02. Bad Mood

4.2K 478 24
                                    

"Mas, tunggu!"

Suara Dena melengking dari rumahnya ketika mendengar suara mobil Angkasa. Tidak lama disusul dengan suara langkahnya yang berlari. Kadang Angkasa heran, sebenarnya dari mana sumber energi dari tubuh kurus dan pendek itu? Pagi-pagi seperti ini ia sudah berteriak dan lari-lari––walau jarak rumahnya dan Angkasa tidak sampai seratus meter.

Langsung saja Dena masuk ke mobil. Nah, ini, energi yang sempat membuat Angkasa bertanya-tanya. Setelah dua kehebohan sebelumnya, saat di mobil Dena akan bernyanyi nyaring. Suaranya memang layak didengar, tetapi tetap saja Angkasa lelah mendengarnya sepanjang jalan. Cukuplah suara Tori Kelly yang menemani perjalanan mereka––harusnya, tidak perlu ditambal dengan suara Dena.

"Dena ...."

"Dear no one, this is your love song ...."

"Dena!" panggil Angkasa lebih keras karena tampaknya Dena tidak mendengar. Ia malah mengepalkan tangannya dan diangkat ke depan mulut, membayangkannya sebagai mic sambil bernyanyi.

Dena berdecak. "Apa?" tanyanya sambil cemberut, merasa konsernya terganggu.

"Kemarin pulang sama siapa?" Tidak terpengaruh dengan nada judes Dena, Angkasa tetap mempertanyakan sesuatu yang semalam belum ia dapati jawabannya.

Semalam Angksa ke rumah Dena, tetapi sepertinya yang dicari sudah tidur karena tidak ada yang membukakan pintu.

"Sama Rion."

"Dia jemput atau ...."

"Dena telepon dong, Mas." Dena memutar bola matanya malas.

"Kenapa nggak naik taksi aja?"

"Mas nggak ngasih duit buat naik taksi tuh!"

"Kamu nggak minta."

"Males ganggu orang pacaran!
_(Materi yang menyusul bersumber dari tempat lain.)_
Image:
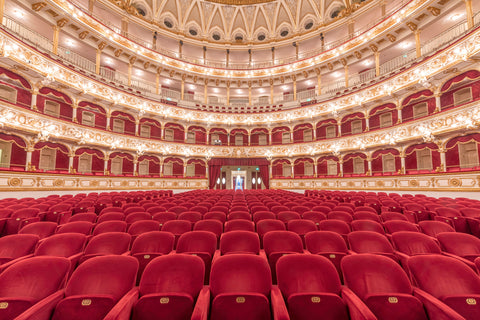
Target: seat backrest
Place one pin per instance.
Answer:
(191, 216)
(197, 241)
(441, 270)
(108, 243)
(239, 215)
(111, 275)
(325, 241)
(459, 243)
(110, 226)
(175, 273)
(142, 226)
(239, 224)
(282, 241)
(399, 225)
(301, 226)
(153, 242)
(239, 242)
(368, 274)
(42, 229)
(61, 245)
(34, 278)
(338, 226)
(307, 273)
(367, 225)
(413, 243)
(240, 273)
(369, 242)
(83, 227)
(432, 228)
(177, 226)
(267, 225)
(17, 245)
(286, 216)
(211, 225)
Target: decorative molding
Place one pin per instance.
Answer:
(10, 181)
(456, 182)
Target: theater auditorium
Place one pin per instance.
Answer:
(239, 159)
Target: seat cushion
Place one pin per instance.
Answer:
(396, 306)
(178, 306)
(240, 306)
(93, 307)
(467, 306)
(325, 306)
(11, 307)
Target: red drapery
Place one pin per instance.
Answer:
(215, 164)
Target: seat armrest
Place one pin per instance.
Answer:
(123, 309)
(9, 263)
(279, 307)
(202, 306)
(435, 308)
(357, 308)
(43, 309)
(467, 262)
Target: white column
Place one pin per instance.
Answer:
(70, 162)
(28, 161)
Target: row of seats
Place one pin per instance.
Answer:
(240, 288)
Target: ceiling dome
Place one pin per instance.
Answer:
(239, 22)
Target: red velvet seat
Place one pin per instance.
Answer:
(177, 228)
(328, 244)
(241, 288)
(389, 216)
(16, 245)
(83, 227)
(370, 242)
(163, 217)
(239, 242)
(42, 229)
(338, 226)
(450, 281)
(301, 227)
(199, 243)
(109, 216)
(143, 226)
(137, 216)
(460, 244)
(279, 243)
(30, 281)
(399, 225)
(59, 213)
(367, 225)
(239, 215)
(311, 288)
(286, 216)
(150, 245)
(85, 216)
(170, 288)
(19, 218)
(191, 216)
(239, 224)
(432, 228)
(217, 215)
(109, 243)
(262, 215)
(384, 287)
(363, 215)
(211, 225)
(96, 287)
(110, 226)
(340, 215)
(268, 225)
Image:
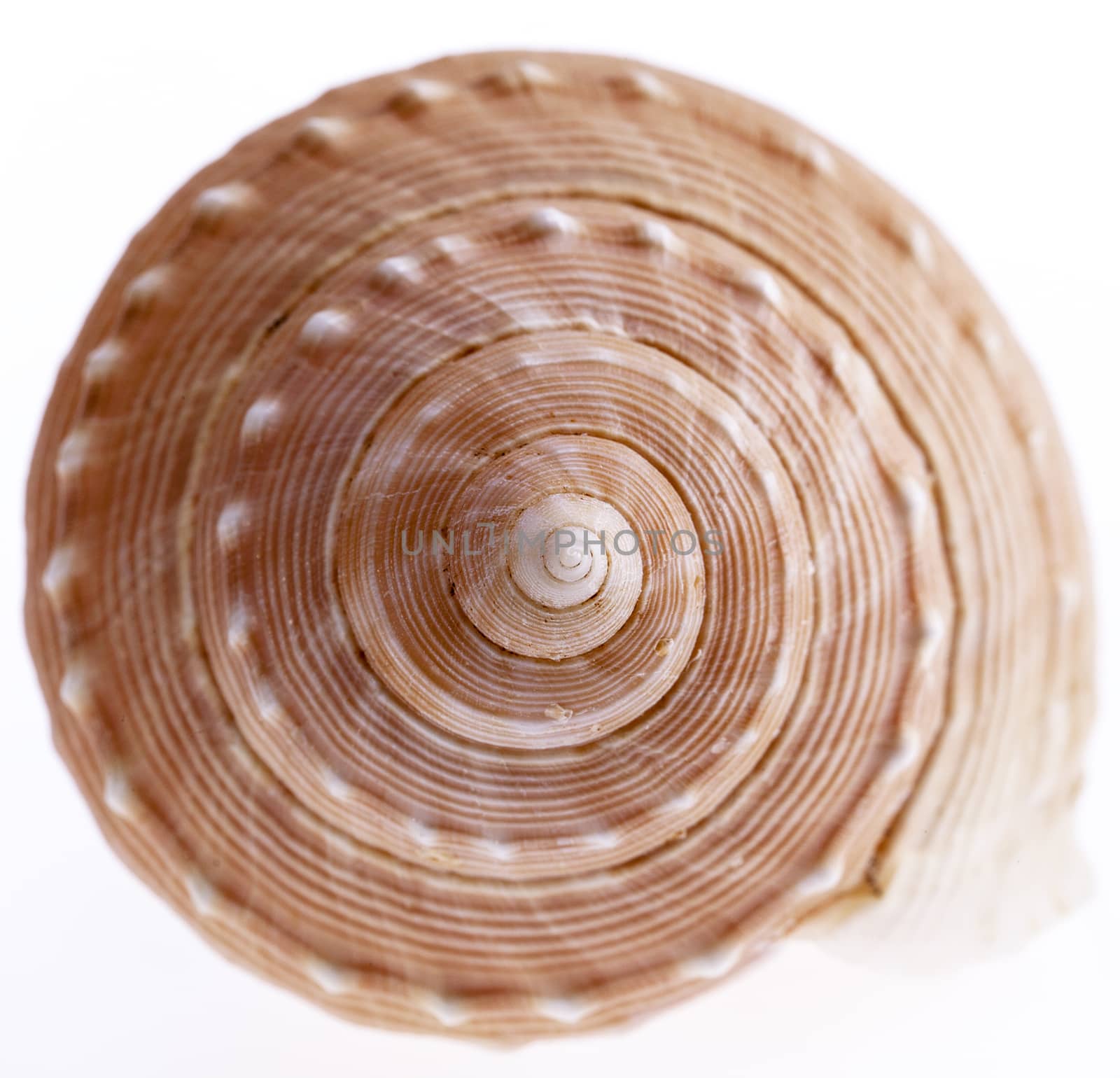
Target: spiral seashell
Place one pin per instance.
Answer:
(801, 634)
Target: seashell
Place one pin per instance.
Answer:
(817, 654)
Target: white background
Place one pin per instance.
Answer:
(1002, 121)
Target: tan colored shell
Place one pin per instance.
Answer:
(410, 788)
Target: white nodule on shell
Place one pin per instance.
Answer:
(813, 154)
(73, 453)
(74, 690)
(401, 270)
(268, 706)
(932, 634)
(905, 753)
(732, 424)
(231, 524)
(713, 964)
(325, 328)
(657, 235)
(321, 132)
(101, 360)
(423, 835)
(648, 85)
(328, 977)
(145, 289)
(451, 246)
(444, 1010)
(59, 574)
(916, 496)
(680, 804)
(825, 878)
(568, 1010)
(260, 417)
(548, 222)
(496, 848)
(216, 204)
(202, 895)
(419, 93)
(117, 792)
(920, 244)
(761, 284)
(239, 626)
(335, 785)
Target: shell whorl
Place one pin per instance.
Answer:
(437, 781)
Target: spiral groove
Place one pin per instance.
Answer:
(316, 643)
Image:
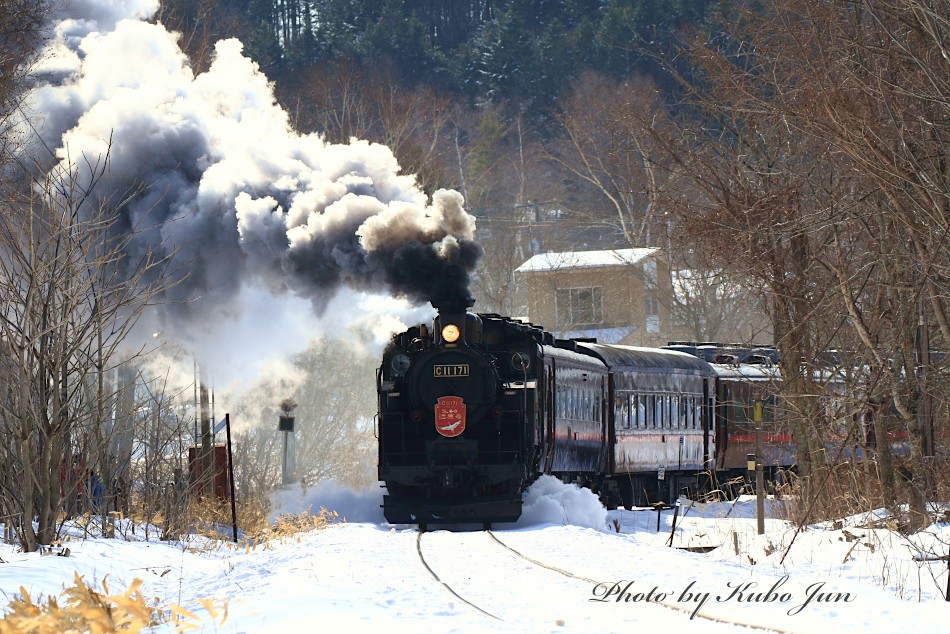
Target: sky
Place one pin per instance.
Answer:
(567, 566)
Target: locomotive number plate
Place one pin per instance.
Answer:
(455, 369)
(450, 416)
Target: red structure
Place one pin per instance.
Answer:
(220, 485)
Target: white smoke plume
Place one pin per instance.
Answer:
(238, 198)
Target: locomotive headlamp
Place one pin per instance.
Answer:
(450, 333)
(400, 364)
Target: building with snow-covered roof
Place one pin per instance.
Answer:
(616, 296)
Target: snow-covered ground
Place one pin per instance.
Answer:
(564, 567)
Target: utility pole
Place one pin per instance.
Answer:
(759, 475)
(207, 468)
(285, 425)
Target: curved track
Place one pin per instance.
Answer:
(444, 584)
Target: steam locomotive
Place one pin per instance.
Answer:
(475, 409)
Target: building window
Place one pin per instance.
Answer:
(580, 306)
(652, 313)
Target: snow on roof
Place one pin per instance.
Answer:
(584, 259)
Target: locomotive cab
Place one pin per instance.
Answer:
(451, 443)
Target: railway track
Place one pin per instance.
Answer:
(473, 554)
(445, 585)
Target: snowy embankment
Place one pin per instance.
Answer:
(563, 568)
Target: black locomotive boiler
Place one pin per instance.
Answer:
(474, 409)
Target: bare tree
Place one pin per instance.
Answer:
(70, 297)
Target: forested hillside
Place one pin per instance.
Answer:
(523, 52)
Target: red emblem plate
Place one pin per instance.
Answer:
(450, 416)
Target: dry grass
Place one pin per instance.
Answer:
(80, 608)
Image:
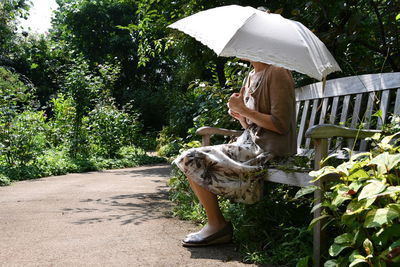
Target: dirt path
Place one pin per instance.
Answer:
(110, 218)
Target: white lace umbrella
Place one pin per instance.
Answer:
(248, 33)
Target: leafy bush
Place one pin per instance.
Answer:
(25, 138)
(364, 207)
(58, 162)
(264, 232)
(61, 122)
(204, 104)
(111, 129)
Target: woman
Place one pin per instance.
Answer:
(265, 107)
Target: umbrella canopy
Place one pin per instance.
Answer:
(248, 33)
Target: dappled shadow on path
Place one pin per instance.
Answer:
(155, 171)
(224, 253)
(133, 208)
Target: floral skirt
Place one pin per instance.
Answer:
(233, 170)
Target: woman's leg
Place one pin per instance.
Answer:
(216, 220)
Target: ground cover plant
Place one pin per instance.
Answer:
(362, 209)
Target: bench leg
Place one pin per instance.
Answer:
(319, 236)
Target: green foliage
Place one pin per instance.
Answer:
(364, 207)
(58, 162)
(24, 139)
(264, 232)
(60, 125)
(111, 129)
(204, 104)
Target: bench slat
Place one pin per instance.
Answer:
(323, 110)
(356, 118)
(312, 120)
(383, 107)
(343, 117)
(397, 103)
(332, 117)
(291, 178)
(367, 117)
(303, 122)
(350, 85)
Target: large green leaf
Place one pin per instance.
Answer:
(356, 206)
(331, 263)
(335, 249)
(385, 162)
(305, 190)
(356, 261)
(390, 190)
(368, 246)
(373, 188)
(378, 217)
(342, 194)
(346, 238)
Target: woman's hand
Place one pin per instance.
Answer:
(236, 102)
(236, 115)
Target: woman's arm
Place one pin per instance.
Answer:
(236, 104)
(239, 117)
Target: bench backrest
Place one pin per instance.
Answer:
(348, 102)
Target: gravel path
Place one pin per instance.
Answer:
(109, 218)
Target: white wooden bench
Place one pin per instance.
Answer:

Enak juga sama Rion, gratis dan lebih nyaman, bisa ngobrol."

"Ta––"

"Berhenti di lobi dulu sebelum ke parkiran," sela Dena. Enggan meladeni petuah Angkasa yang sudah ia hafal. Mentang-mentang masa mudanya nakal, pria itu suka sekali memukul sama rata orang dengan dirinya. Padahal Rion kan laki-laki baik.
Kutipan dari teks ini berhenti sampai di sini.